"Jedes Jahr übernehmen am 8. März in Italien die Frauen für einen Tag das Regiment im Land: „Festa della Donna“ heißt die Zauberformel. Schon Wochen im Voraus wird bis ins Detail genau geplant, wie und wo der Tag begangen werden soll. Restaurants, Pizzerien, Discotheken und Reisebüros haben sich darauf eingestellt und bieten Specials und Events für jeden Geschmack an.
Freundinnen, Nachbarinnen und Kolleginnen schlagen am 8. März in einer Mischung aus Junggesellinnenabschied und Weiberfasnacht über die Stränge. Männliche Stripper hetzen von Auftritt zu Auftritt und während die Frauen in Hochstimmung sind, hängen Ehemänner und Freunde etwas verloren in den Bars herum. Erst um Mitternacht hat der Spuk ein Ende...

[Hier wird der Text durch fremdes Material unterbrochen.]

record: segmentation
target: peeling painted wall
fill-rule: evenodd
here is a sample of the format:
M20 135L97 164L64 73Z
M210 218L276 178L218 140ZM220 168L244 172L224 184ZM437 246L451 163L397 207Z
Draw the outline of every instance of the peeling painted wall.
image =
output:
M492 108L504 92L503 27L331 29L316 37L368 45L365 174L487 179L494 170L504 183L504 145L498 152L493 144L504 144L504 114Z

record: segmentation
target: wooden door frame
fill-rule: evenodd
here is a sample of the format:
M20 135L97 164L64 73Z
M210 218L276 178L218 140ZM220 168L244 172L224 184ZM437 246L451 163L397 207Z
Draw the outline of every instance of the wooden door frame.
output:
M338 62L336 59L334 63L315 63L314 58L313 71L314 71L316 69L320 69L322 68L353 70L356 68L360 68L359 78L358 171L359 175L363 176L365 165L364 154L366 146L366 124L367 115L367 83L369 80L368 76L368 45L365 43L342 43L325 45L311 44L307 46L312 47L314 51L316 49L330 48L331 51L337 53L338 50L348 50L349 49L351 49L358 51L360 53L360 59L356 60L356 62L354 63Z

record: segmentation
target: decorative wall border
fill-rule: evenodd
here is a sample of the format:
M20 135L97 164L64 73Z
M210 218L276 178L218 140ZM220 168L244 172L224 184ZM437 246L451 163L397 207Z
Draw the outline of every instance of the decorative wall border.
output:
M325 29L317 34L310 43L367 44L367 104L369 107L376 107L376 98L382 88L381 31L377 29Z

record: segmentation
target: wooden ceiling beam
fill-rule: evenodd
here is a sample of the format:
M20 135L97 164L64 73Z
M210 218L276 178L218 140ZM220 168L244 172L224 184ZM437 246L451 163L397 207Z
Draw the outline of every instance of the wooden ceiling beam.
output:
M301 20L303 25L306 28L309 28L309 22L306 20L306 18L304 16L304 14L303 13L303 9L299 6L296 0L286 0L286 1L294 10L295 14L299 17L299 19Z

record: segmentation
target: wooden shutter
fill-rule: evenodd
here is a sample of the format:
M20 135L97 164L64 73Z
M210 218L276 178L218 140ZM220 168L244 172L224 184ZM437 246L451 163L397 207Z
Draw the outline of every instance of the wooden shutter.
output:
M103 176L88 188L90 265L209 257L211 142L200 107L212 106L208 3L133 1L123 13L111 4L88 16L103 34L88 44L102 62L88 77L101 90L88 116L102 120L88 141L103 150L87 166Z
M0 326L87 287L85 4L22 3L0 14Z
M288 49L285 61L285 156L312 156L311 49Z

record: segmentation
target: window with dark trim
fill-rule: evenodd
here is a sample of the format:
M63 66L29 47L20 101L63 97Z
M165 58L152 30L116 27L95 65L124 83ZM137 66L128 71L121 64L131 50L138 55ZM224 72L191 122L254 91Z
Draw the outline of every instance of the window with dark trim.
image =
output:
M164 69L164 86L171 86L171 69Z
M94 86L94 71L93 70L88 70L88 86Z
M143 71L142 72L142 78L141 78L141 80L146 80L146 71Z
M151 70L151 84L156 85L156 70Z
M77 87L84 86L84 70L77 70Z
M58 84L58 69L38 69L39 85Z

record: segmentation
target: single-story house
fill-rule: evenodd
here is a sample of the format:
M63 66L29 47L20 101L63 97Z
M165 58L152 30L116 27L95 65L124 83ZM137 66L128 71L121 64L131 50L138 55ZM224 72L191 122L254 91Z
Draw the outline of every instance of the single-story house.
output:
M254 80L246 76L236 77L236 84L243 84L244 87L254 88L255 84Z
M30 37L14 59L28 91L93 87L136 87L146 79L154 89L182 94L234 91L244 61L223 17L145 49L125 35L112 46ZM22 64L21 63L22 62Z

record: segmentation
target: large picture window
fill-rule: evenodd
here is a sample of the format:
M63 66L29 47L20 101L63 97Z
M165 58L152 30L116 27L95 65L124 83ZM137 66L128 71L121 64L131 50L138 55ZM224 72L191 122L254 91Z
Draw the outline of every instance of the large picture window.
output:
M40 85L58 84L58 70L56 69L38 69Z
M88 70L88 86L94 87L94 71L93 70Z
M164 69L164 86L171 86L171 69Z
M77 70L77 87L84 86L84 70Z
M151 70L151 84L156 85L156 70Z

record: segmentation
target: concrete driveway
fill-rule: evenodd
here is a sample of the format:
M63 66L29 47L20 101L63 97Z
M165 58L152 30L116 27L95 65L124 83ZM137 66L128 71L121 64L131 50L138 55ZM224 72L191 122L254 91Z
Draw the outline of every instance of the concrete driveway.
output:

Die Lokale profitieren kräftig von diesem Großereignis, doch nicht nur sie. Für die Blumenhändler ist der 8. März, wie Muttertag und Valentinstag zusammen. Sie machen mit Mimosenzweigen Rekordumsätze, denn ohne Mimosen kein Frauentag. Dass die gelben Frühlingsboten heute in Italien für den Frauentag stehen, geht auf das Jahr 1946 zurück: Die Vertreterinnen der UDI (Unione Donne Italiane) waren bei ihrem ersten Nachkriegstreffen in Rom auf der Suche nach einem Symbol für den gerade wieder entdeckten Gedenktag. Vor den Fenstern ihrer Tagungsstätte - es war März - standen die Mimosen in voller Blüte...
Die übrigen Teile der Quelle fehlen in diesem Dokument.